Compared with existing studies, this study contributes three findings: First, it takes into account characterization of multiple correlation and dynamic randomness caused by superposition of multi-system correlations and multi-risk correlations. At the same time, it reliably obtains multi-source heterogeneous information and scientifically quantifies it. Second, the model helps effectively integrate multi-source heterogeneous information such as dynamic random information of system correlation, risk correlation, and risk probability. Obtained evaluation results are more scientific and interpretable and they provide important technical support for dynamically judging risks change of hoisting construction.
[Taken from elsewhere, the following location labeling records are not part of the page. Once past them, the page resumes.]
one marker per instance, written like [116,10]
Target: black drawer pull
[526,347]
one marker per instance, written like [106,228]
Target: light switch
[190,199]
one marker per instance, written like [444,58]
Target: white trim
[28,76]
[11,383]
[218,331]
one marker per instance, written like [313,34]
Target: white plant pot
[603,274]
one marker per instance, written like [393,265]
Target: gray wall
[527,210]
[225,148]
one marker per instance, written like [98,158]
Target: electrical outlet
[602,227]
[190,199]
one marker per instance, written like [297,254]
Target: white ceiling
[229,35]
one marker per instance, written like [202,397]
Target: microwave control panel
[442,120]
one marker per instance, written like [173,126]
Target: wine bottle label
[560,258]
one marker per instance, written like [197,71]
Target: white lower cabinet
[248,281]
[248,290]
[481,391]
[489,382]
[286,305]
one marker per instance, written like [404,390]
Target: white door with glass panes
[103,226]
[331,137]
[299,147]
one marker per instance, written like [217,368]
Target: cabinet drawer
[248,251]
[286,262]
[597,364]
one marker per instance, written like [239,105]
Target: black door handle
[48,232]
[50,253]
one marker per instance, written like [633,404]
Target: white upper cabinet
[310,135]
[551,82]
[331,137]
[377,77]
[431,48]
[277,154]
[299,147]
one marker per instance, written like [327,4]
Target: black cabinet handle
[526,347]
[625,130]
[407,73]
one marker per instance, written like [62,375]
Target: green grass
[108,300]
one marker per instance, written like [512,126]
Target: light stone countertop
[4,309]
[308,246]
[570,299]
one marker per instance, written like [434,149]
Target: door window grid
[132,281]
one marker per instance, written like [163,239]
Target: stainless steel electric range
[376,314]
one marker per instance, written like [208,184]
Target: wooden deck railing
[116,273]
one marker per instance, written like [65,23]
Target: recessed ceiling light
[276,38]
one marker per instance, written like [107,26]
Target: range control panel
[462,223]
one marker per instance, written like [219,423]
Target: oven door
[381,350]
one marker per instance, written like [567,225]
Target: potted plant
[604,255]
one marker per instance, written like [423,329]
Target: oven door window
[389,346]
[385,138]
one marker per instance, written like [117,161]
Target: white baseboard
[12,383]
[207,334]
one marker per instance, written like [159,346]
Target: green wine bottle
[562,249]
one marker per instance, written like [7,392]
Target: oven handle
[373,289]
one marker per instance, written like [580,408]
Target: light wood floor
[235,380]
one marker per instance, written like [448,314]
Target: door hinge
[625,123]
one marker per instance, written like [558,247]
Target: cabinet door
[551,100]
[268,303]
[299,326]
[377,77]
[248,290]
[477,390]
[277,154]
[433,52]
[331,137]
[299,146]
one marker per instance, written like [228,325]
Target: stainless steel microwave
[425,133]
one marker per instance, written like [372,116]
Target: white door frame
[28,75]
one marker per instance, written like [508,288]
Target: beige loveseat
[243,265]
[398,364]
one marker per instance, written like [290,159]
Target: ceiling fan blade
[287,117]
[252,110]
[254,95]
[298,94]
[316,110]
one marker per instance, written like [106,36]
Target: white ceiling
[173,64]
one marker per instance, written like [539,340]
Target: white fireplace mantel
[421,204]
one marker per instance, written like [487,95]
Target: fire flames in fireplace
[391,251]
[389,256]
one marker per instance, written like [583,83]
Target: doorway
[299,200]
Third, with the aid of results visualization, decision makers in hoisting construction stage shall intuitively analyze and judge root causes of risk, risk controllability and its dynamic evolution path, so as to offer necessary basis and guidance for effective risks prevention and resolution. Furthermore, when quantifying characterization of multiple correlation, this study obtains initial correlation information via collective consultation on conference of experts, which means subjectivity exists while advantages of expert experience are utilized maximally. Therefore, in the future, more attention will be placed on deeply mining system correlation mechanism and risk correlation mechanism of complex systems, and exploring integrated application of technologies including cellular automata, machine learning, text topic mining and others. The information must be acquired by combining subjective expert judgment and objective evidence description, and measures can be applied to explain accurate and rational correlation information, in order to further improve scientificity of risk probability evaluation process of hoisting construction and accuracy of evaluation results.